Фрейя взглянула на Питера, выясняя, разделяет ли тот ее веселье, но он пребывал в своем обычном рабочем настроении и, кажется, не обратил никакого внимания на смешного человека за столом, то ли арт-дилера, то ли аукциониста, то ли ученого. Выбранные Питером коробки были помечены как «Скандинавская живопись» и «Виктор Риис». Из них Питер извлек большие коричневые папки, в которых находились карточки с наклеенными фотографиями картин Виктора Рииса. Большинство снимков были скопированы из аукционных или выставочных каталогов. Каждое изображение дополнялось указанием на местонахождение картины, но если та не принадлежала музею, фотография могла быть обозначена просто как «Собственность частного датского коллекционера». Фрейя, стоя возле Питера, разглядывала его сосредоточенное лицо, освещенное солнечным светом из окна. Наконец он поднял на нее глаза и дал задание.

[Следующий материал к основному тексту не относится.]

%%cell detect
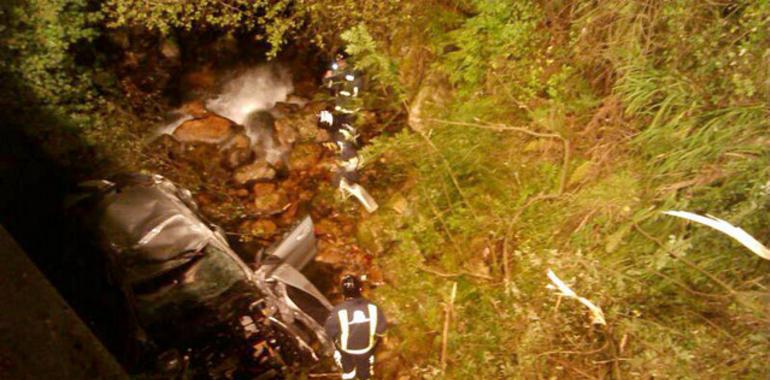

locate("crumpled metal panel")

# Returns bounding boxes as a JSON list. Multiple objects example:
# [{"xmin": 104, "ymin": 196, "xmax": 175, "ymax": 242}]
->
[
  {"xmin": 269, "ymin": 216, "xmax": 316, "ymax": 277},
  {"xmin": 76, "ymin": 174, "xmax": 333, "ymax": 356},
  {"xmin": 95, "ymin": 176, "xmax": 251, "ymax": 284}
]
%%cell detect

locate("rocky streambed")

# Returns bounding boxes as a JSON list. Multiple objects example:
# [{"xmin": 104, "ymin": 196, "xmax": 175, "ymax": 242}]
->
[{"xmin": 149, "ymin": 65, "xmax": 379, "ymax": 300}]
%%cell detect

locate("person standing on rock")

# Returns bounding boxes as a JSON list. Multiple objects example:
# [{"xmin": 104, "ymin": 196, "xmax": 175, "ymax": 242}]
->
[
  {"xmin": 325, "ymin": 275, "xmax": 387, "ymax": 380},
  {"xmin": 323, "ymin": 49, "xmax": 361, "ymax": 120}
]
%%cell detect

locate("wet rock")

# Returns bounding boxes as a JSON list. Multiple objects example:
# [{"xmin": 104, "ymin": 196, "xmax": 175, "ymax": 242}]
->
[
  {"xmin": 182, "ymin": 100, "xmax": 209, "ymax": 118},
  {"xmin": 252, "ymin": 183, "xmax": 289, "ymax": 213},
  {"xmin": 293, "ymin": 114, "xmax": 331, "ymax": 143},
  {"xmin": 240, "ymin": 219, "xmax": 278, "ymax": 239},
  {"xmin": 251, "ymin": 182, "xmax": 277, "ymax": 197},
  {"xmin": 222, "ymin": 133, "xmax": 254, "ymax": 170},
  {"xmin": 173, "ymin": 114, "xmax": 235, "ymax": 144},
  {"xmin": 233, "ymin": 161, "xmax": 275, "ymax": 186},
  {"xmin": 302, "ymin": 100, "xmax": 329, "ymax": 116},
  {"xmin": 271, "ymin": 102, "xmax": 301, "ymax": 117},
  {"xmin": 160, "ymin": 38, "xmax": 181, "ymax": 61},
  {"xmin": 246, "ymin": 111, "xmax": 275, "ymax": 131},
  {"xmin": 222, "ymin": 148, "xmax": 254, "ymax": 170},
  {"xmin": 222, "ymin": 132, "xmax": 251, "ymax": 149},
  {"xmin": 286, "ymin": 94, "xmax": 310, "ymax": 109},
  {"xmin": 151, "ymin": 134, "xmax": 184, "ymax": 159},
  {"xmin": 289, "ymin": 143, "xmax": 323, "ymax": 171},
  {"xmin": 275, "ymin": 119, "xmax": 299, "ymax": 147}
]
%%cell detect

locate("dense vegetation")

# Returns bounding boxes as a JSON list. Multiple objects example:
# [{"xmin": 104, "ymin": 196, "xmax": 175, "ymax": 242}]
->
[{"xmin": 0, "ymin": 0, "xmax": 770, "ymax": 379}]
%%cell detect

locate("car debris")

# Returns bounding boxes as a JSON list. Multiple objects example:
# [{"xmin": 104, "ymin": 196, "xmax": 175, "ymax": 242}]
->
[{"xmin": 72, "ymin": 174, "xmax": 333, "ymax": 377}]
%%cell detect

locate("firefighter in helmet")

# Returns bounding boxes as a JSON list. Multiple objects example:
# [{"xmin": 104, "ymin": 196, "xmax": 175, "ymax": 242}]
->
[{"xmin": 325, "ymin": 275, "xmax": 387, "ymax": 380}]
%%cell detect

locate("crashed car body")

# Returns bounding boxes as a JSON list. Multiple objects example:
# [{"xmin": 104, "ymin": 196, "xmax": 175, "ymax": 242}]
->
[{"xmin": 73, "ymin": 174, "xmax": 333, "ymax": 372}]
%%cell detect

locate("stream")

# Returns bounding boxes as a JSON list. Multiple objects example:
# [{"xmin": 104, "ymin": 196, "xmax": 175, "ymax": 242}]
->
[{"xmin": 143, "ymin": 60, "xmax": 372, "ymax": 376}]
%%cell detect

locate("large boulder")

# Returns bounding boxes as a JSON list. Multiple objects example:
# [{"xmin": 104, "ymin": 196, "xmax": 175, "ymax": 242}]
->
[
  {"xmin": 173, "ymin": 114, "xmax": 236, "ymax": 144},
  {"xmin": 275, "ymin": 118, "xmax": 299, "ymax": 148},
  {"xmin": 240, "ymin": 219, "xmax": 278, "ymax": 239},
  {"xmin": 289, "ymin": 143, "xmax": 323, "ymax": 172},
  {"xmin": 253, "ymin": 183, "xmax": 289, "ymax": 214},
  {"xmin": 233, "ymin": 161, "xmax": 275, "ymax": 186}
]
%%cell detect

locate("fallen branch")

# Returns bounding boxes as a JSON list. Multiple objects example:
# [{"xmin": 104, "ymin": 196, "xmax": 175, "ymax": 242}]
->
[
  {"xmin": 663, "ymin": 211, "xmax": 770, "ymax": 260},
  {"xmin": 417, "ymin": 265, "xmax": 495, "ymax": 281},
  {"xmin": 547, "ymin": 269, "xmax": 607, "ymax": 325},
  {"xmin": 422, "ymin": 118, "xmax": 570, "ymax": 194},
  {"xmin": 441, "ymin": 282, "xmax": 457, "ymax": 373}
]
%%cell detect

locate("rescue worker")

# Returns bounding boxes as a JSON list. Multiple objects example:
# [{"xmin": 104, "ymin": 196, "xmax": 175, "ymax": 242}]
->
[
  {"xmin": 323, "ymin": 49, "xmax": 361, "ymax": 117},
  {"xmin": 325, "ymin": 275, "xmax": 387, "ymax": 380}
]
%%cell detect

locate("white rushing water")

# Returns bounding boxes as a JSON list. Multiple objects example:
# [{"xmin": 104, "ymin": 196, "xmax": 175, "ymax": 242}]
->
[
  {"xmin": 155, "ymin": 64, "xmax": 294, "ymax": 163},
  {"xmin": 206, "ymin": 64, "xmax": 294, "ymax": 125}
]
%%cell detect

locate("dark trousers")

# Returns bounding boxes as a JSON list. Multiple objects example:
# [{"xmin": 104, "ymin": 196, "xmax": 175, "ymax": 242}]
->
[{"xmin": 340, "ymin": 350, "xmax": 374, "ymax": 380}]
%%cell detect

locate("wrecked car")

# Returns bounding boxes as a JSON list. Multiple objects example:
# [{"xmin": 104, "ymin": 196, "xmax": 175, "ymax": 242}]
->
[{"xmin": 75, "ymin": 174, "xmax": 333, "ymax": 378}]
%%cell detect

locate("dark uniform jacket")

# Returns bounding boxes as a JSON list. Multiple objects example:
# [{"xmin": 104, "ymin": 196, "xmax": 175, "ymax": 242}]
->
[{"xmin": 325, "ymin": 298, "xmax": 387, "ymax": 354}]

— Вернись к скандинавской школе и посмотри, что у них есть из Нильсена. Свена Нильсена, — уточнил он, указывая в направлении стеллажа. — Брата Северины. В пределах национальных школ художники распределены в алфавитном порядке по фамилиям. Для Нильсена у них будет всего одна коробка. Возможно, лишь часть коробки. Тщательно разбери найденное и сделай заметки относительно любых портретов, фигур, реальных людей, которые изображены. Меня не интересуют его пейзажи — а он в основном известен как пейзажист — или его потомственные рыбаки вместе с деревенскими бабушками, но если у изображенного присутствуют выраженные индивидуальные черты или на этикетке указано, что это портрет конкретного человека, я должен об этом знать.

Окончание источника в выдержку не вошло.